Fake Banner
    Why Crowdsourcing Cannot Be Fixed
    By Michael Martinez | October 11th 2012 11:24 AM | 5 comments | Print | E-mail | Track Comments
    About Michael

    Michael Martinez has a Bachelor of Science degree in Computer Science, an Associate of Science degree in Data Processing Technology, and a few certifications...

    View Michael's Profile
    Researchers from the University of Southampton have published a study in which they argue that crowdsourcing information can be improved through use of incentives.  In "Making crowdsourcing more reliable" Dr Victor Naroditskiy and Professor Nick Jennings and others propose to incentivize crowdsourcing tasks to improve the verification of credible contributors.
    In other words, if I join a crowdsourcing community and then I recruit you to make contributions, if I earn a reward for bringing you in I'll be incentivized to find the best match between your skills and the community's needs.  The proposal assumes that the usual crowdsourcing rules for reviewing contributions will remain in place.  In other words, an obvious shill should still be found out and therefore I won't earn my rewards if I bring in shills.

    I am already a heavy critic of leaving vital information collection and editing to the mob-mentality of the Wikipedias of the World Wide Web.  These ad hoc groups are woefully inadequate and despite all the citations of "studies" that purport to show just how reliable Wikipedia information may be (compared to the Encyclopedia Britannica) the reality of crowdsourced information management is that the good information does not float to the top naturally.  It cannot float to the top and in many situations (particularly with Wikipedia) it is blatantly prevented from floating to the top by the systemic processes that are intended to ensure that it floats to the top.
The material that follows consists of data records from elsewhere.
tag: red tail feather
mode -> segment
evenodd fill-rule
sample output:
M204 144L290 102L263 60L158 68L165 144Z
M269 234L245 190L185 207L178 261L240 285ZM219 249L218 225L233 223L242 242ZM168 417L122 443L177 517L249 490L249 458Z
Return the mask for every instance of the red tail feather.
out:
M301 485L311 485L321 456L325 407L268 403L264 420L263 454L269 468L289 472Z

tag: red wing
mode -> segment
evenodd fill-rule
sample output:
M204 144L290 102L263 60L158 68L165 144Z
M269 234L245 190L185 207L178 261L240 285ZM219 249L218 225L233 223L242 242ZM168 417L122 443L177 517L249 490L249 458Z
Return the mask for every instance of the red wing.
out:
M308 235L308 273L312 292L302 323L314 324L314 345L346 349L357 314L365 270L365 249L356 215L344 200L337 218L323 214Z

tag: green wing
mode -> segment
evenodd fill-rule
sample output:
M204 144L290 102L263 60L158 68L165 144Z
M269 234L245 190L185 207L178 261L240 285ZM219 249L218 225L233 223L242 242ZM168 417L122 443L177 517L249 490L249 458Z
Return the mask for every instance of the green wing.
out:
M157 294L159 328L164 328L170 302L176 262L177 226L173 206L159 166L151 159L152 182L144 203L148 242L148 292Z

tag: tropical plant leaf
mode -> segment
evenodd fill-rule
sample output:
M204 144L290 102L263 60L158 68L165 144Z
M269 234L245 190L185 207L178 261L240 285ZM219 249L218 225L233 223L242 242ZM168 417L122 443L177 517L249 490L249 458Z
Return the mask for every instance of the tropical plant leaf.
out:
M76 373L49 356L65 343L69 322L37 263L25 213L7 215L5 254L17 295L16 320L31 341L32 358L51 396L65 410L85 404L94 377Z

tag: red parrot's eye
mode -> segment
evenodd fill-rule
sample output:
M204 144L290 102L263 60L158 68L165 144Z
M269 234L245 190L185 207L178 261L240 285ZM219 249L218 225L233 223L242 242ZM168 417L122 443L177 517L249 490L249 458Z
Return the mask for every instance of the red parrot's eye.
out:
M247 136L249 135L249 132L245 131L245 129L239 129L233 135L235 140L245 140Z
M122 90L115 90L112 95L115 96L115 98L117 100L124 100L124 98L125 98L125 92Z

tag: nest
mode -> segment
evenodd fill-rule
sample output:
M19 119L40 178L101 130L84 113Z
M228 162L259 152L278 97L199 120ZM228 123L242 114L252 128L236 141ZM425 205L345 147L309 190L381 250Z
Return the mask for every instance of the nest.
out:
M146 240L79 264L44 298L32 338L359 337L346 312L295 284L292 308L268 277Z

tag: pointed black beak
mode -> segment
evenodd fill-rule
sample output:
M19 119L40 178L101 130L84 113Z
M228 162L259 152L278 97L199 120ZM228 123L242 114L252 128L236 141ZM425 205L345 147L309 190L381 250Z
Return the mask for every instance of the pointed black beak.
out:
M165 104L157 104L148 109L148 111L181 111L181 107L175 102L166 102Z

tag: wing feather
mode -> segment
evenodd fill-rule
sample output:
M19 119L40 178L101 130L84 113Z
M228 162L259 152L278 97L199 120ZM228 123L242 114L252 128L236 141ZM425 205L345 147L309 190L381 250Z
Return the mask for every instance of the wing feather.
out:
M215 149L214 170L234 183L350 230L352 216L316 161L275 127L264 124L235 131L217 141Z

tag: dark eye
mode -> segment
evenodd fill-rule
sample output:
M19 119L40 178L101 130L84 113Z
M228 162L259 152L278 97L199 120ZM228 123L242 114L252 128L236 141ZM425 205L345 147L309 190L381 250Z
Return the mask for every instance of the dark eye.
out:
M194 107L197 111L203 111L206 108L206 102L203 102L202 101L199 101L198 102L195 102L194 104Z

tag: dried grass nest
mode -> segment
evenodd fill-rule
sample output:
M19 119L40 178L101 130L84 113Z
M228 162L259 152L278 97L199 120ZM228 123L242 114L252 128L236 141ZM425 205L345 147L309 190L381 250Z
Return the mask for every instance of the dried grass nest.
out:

    Yahoo! and Stanford University researchers illustrated why this happens in a 2004 paper titled "Combatting Web Spam with TrustRank" in which they proposed using a "good seed set" of Website from which to begin crawling the Web.  The good seed set was selected by an "expert" (they do not specify the criteria for determining who the expert is).  The paper proposes that "Good" Websites are more likely to link to other "Good" websites and less likely to link to "Bad" Websites; hence, the inevitable inclusion of Web spam in a trusted crawl should happen much later than in a random crawl. It is now widely assumed that search engines follow this principle in some way today.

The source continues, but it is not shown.